# Homework Help: Function on sets and subsets

1. Oct 26, 2008

### Enjoicube

Alright, 2+1/2 problems here:

First:

36. Let F be a function from the set A to the set B. Let S and T be subsets of A. Show that:

a) f(S$$\cup$$T)=f(S)$$\cup$$f(T)
b)f(S$$\cap$$T)$$\subseteq$$ f(S)$$\cap$$f(T)

Note: This must be done using a membership proof. i.e. prove that f(S$$\cup$$T)$$\subseteq$$f(S)$$\cup$$f(T) AND f(S)$$\cup$$f(T)$$\subseteq$$f(S$$\cup$$T)

40. Let f be a function from A to B. Let S be a subset of B. We define the inverse image of S to be the subset of A whose elements are precisely all pre images of all elements of S. We denote the inverse image of S by f$$^{-1}$$(S) so f$$^{-1}$$(S)={a$$\in$$A| f(a)$$\in$$S}

Prove parts a and b of 36 substituting the inverse image for f, and an equality in both parts (rather than subset)

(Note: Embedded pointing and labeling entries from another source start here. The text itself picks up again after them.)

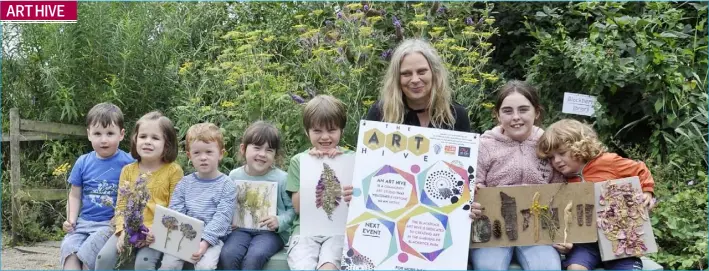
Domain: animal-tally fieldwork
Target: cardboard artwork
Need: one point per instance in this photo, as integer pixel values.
(176, 234)
(255, 200)
(563, 213)
(321, 201)
(411, 198)
(619, 202)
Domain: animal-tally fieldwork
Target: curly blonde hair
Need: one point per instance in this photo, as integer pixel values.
(573, 136)
(391, 95)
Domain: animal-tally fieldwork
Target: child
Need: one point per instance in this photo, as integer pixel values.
(324, 119)
(94, 185)
(576, 152)
(247, 249)
(154, 145)
(207, 195)
(506, 157)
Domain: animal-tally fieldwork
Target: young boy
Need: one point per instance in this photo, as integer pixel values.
(94, 188)
(207, 195)
(324, 119)
(575, 151)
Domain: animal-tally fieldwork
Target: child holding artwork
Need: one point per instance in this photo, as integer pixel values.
(324, 119)
(247, 249)
(154, 145)
(507, 157)
(94, 186)
(207, 195)
(575, 151)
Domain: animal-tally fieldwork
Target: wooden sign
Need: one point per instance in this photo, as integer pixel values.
(620, 202)
(535, 215)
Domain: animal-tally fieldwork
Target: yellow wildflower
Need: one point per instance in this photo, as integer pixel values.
(61, 169)
(227, 104)
(374, 19)
(354, 6)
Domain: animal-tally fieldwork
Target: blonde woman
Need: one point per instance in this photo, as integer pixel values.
(415, 91)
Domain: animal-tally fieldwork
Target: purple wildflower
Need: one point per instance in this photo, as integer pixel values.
(297, 98)
(386, 54)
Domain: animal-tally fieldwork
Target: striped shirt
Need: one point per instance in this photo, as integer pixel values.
(211, 201)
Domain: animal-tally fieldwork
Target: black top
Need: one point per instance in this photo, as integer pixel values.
(460, 115)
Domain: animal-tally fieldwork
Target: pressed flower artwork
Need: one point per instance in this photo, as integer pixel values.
(176, 234)
(321, 200)
(255, 200)
(624, 227)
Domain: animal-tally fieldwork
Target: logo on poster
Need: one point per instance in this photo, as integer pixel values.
(464, 151)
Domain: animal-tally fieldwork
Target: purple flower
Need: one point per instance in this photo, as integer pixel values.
(297, 98)
(386, 54)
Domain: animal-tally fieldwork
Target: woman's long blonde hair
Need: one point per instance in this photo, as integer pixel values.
(390, 95)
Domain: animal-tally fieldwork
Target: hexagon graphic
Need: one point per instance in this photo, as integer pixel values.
(374, 139)
(389, 191)
(374, 235)
(443, 186)
(424, 233)
(396, 142)
(418, 144)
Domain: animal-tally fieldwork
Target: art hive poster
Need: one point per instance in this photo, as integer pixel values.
(535, 215)
(176, 234)
(323, 209)
(620, 202)
(411, 199)
(255, 200)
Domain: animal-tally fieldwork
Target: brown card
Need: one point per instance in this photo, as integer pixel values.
(517, 228)
(611, 251)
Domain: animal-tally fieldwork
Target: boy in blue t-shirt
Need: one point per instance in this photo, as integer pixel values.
(94, 187)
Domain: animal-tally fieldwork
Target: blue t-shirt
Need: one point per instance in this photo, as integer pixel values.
(98, 179)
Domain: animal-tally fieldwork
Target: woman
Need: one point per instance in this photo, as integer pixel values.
(507, 157)
(415, 91)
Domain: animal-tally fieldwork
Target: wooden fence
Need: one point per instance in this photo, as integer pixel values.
(30, 130)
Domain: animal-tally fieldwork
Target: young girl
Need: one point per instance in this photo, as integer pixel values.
(154, 145)
(247, 249)
(507, 157)
(575, 151)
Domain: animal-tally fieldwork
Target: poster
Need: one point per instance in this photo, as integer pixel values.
(563, 213)
(411, 198)
(255, 200)
(323, 210)
(619, 202)
(176, 234)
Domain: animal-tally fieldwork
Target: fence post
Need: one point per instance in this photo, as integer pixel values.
(15, 178)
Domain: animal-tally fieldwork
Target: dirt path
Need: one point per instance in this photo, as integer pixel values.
(44, 255)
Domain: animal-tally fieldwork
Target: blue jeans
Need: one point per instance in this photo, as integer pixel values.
(249, 249)
(529, 257)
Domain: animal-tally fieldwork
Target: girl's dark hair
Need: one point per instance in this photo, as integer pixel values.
(169, 153)
(524, 88)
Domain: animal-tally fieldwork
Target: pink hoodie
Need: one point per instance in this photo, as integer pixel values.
(503, 161)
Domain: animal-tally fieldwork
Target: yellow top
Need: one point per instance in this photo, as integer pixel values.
(161, 184)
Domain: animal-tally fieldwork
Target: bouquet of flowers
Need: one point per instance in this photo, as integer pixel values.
(136, 200)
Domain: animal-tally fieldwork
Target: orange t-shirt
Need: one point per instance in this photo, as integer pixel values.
(610, 166)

1) (not a question from the text). This was not covered in the lecture or in the book, but how do most people go about proving that a function is surjective from the definition?

2. Relevant equations
f$$^{-1}$$(S)={a$$\in$$A| f(a)$$\in$$S}
f(S)={f(s)|s$$\in$$S}

3. The attempt at a solution
Alright, I only have an idea of how to do 36, 40 I am lost. The professor said to use proof by case for 36, so here is how I thought it would go:

a) prove:f(S$$\cup$$T)=f(S)$$\cup$$f(T)

Proof:

1) assume x$$\in$$ f(SUT), then, by definition x$$\in$${f(s)|s$$\in$$SUT}

2) If x$$\in$${f(s)|s$$\in$$SUT}, then x$$\in$${f(s)|s$$\in$$S or T} by definition of union.

3) If x$$\in$${f(s)|s$$\in$$S}, then x$$\in$$f(S), and since f(S)$$\subseteq$$f(S)Uf(T), thus if x$$\in$${f(s)|s$$\in$$S} then x$$\in$${f(s)|s$$\in$$S}$$\cup$${f(s)|s$$\in$$T}.

4)If x$$\in$${f(s)|s$$\in$$T}, then x$$\in$$f(T), and since f(T)$$\subseteq$$f(S)Uf(T), thus if x$$\in$${f(s)|s$$\in$$T} then x$$\in$${f(s)|s$$\in$$S}$$\cup$${f(s)|s$$\in$$T}.

4)Therefore if x$$\in$$f(SUT) then x$$\in$$f(S)Uf(T)

5 Now we must prove that f(S)$$\cup$$f(T)$$\subseteq$$f(S$$\cup$$T, to do this, just invert the steps of this proof (obviously I wouldn't put this on a test but to cut length, this is reasonable)

b)f(S$$\cap$$T)$$\subseteq$$ f(S)$$\cap$$f(T)

proof:

1) assume x$$\in$$ f(S$$\cap$$T), then, by definition x$$\in$${f(s)|s$$\in$$S$$\cap$$T}

2) Then x$$\in$${f(s)|s$$\in$$S and T}.

3) Thus s$$\in$$S and s$$\in$$T and so, through simplification, we can say:

4) s$$\in$$S, if s$$\in$$S then x$$\in$${f(s)|s$$\in$$S}

5) We can also say s$$\in$$T, and if s$$\in$$T then x$$\in$${f(s)|s$$\in$$T}.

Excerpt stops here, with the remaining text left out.